L’intelligence verbale est la capacité à maîtriser les subtilités du langage. Le manager doté d’une telle intelligence pèse chaque terme et s’évertue à employer un vocabulaire précis. On sait à quel point la communication entre les individus peut être complexe et, en matière verbale, un propos flou ouvre la porte à des interprétations multiples et à des inférences de la part de l’interlocuteur qui peuvent être fâcheuses. Au contraire, une consigne énoncée clairement favorise la réalisation de la tâche. De plus, des propos émis sans ambiguïté évitent qu’une phrase anodine soit perçue comme un reproche par le salarié.

L’intelligence verbale est donc une qualité essentielle pour un manager, elle pacifie les relations et permet d’affirmer sa position hiérarchique.

L’intelligence corporelle, complémentaire de l’intelligence verbale, sert à s’affirmer dans une équipe. Le manager à l’aise dans son corps dégage une assurance qui renforce sa position de responsable. Les individus qui sont au contraire mal à l’aise dans leur enveloppe corporelle, en raison d’une timidité excessive notamment, placent leurs interlocuteurs dans une situation d’inconfort et manquent de crédibilité. Plus on s’épanouit dans son corps, plus les rapports aux autres sont facilités. La pratique d’une activité théâtrale permet parfois de développer une aisance corporelle, le cas échéant. L’intelligence corporelle permet ainsi d’associer l’affirmation de soi et le sens du contact, tous deux favorables à un management efficace.

L’intelligence émotionnelle est liée à une capacité à ressentir ses propres émotions et, finalement, à mieux se connaître, ce que Howard Gardner nomme « intelligence intrapersonnelle ». Se connaître soi-même, être à l’écoute de son ressenti permet en outre de mieux comprendre les autres et mieux appréhender leurs émotions. Ainsi, un collaborateur en colère, qui pourrait susciter une certaine irritation réciproque chez le manager, alors enclin à réagir de façon autoritaire, sera perçu différemment s’il est capable de décoder les émotions : les siennes et celles d’autrui. L’emportement d’un salarié est souvent associé à une volonté de changement : un manager qui est capable de rester suffisamment serein peut ainsi faire retomber la tension en cherchant d’abord à comprendre ce que souhaite son interlocuteur.

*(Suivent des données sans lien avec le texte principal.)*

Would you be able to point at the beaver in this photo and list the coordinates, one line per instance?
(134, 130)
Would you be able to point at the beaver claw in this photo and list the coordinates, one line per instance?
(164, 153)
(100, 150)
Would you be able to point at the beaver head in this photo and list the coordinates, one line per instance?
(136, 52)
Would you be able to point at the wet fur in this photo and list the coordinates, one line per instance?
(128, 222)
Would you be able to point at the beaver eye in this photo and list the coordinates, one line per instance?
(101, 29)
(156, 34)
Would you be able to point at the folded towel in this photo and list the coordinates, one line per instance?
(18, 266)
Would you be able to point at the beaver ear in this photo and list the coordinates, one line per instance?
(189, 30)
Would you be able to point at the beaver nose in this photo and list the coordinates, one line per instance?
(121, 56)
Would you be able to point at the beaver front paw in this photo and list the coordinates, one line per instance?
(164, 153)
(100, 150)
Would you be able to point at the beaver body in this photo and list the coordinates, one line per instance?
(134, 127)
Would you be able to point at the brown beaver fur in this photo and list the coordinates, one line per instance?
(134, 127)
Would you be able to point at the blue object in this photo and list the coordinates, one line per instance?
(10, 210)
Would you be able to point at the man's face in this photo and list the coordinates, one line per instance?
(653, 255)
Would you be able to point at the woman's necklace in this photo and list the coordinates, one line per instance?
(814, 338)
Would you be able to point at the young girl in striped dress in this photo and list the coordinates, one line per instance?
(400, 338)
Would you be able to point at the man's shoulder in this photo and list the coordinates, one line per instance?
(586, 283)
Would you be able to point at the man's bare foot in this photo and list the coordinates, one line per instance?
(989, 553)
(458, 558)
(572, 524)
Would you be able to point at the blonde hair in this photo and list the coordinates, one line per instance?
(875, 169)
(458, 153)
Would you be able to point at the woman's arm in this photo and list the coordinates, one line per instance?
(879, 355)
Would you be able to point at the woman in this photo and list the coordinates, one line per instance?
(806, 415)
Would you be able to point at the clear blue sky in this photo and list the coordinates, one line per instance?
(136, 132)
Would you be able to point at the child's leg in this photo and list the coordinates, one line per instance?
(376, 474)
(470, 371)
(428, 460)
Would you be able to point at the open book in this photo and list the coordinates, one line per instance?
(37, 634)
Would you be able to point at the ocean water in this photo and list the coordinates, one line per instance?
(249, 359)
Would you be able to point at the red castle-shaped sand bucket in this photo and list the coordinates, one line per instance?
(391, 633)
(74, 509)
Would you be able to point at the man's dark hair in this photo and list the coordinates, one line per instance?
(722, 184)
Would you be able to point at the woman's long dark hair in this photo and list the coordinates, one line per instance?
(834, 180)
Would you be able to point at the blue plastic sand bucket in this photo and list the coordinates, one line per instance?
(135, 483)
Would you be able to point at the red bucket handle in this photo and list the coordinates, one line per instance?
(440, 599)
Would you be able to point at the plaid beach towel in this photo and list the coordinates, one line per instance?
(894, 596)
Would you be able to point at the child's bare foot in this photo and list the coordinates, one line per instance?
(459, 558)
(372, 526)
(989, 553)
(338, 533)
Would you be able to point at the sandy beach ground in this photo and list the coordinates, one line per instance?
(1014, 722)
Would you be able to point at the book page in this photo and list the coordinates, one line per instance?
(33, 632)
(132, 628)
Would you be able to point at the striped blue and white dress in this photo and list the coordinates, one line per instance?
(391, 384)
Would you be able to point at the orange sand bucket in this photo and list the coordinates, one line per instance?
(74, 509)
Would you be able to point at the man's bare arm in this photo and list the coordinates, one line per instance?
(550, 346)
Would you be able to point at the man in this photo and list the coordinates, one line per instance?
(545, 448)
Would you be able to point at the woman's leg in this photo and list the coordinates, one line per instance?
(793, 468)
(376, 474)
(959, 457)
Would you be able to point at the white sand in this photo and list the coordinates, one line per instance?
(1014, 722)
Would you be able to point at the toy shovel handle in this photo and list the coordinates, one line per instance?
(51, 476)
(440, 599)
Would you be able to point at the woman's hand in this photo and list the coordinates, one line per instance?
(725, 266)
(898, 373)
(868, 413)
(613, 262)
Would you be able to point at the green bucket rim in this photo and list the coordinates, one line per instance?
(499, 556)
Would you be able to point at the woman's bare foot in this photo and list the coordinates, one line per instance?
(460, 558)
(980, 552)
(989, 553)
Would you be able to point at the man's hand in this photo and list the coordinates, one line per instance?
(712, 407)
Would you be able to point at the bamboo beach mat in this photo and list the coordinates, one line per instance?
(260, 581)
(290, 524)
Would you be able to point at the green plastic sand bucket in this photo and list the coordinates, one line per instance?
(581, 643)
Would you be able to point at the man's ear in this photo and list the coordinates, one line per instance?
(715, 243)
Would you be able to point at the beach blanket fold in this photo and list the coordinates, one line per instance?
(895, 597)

Être conscient de ses propres tendances émotionnelles (colère, peur, etc.) permet de prendre du recul par rapport à celles-ci et d’améliorer son contact aux autres. Savoir évaluer ses propres travers, mais aussi ses ressources personnelles, sert à mieux mobiliser celles des salariés.

L’intelligence spatiale va bien au-delà de la représentation des espaces physiques : elle permet de se projeter hors du quotidien, donc d’être visionnaire. Elle est liée à la créativité et au sens de l’initiative, ô combien favorables au management de l’entreprise. Cette intelligence offre une vision systémique de la société, considérée comme un tout dont chaque élément la constitue. En situation difficile, elle permet une approche contextuée du cadre de travail et un recul suffisant pour chercher des solutions.

DE MULTIPLES FACTEURS ASSOCIÉS

Il n’existe pas un type de management idéal : la forme d’intelligence propre à chacun peut lui permettre d’effectuer le choix de gestion du personnel le plus adapté à la situation et à la personne. Il peut être fort profitable de chercher parfois à développer certaines formes d’intelligence que nous avons occultées (émotionnelle ou corporelle, notamment, car ce sont les moins valorisées dans notre culture) grâce à un travail de développement personnel. La gestion des ressources humaines doit être réfléchie dans toutes ses phases. Bien recruter une personne en adéquation avec le poste, la former, la suivre grâce à des entretiens réguliers, est indispensable pour envisager des relations plus sereines avec son personnel, qui auront des conséquences directes sur la satisfaction des clients. La relation avec ses salariés ne devrait pas être un combat dont il faut sortir gagnant, mais bien une collaboration harmonieuse dans laquelle chacun peut être bénéficiaire.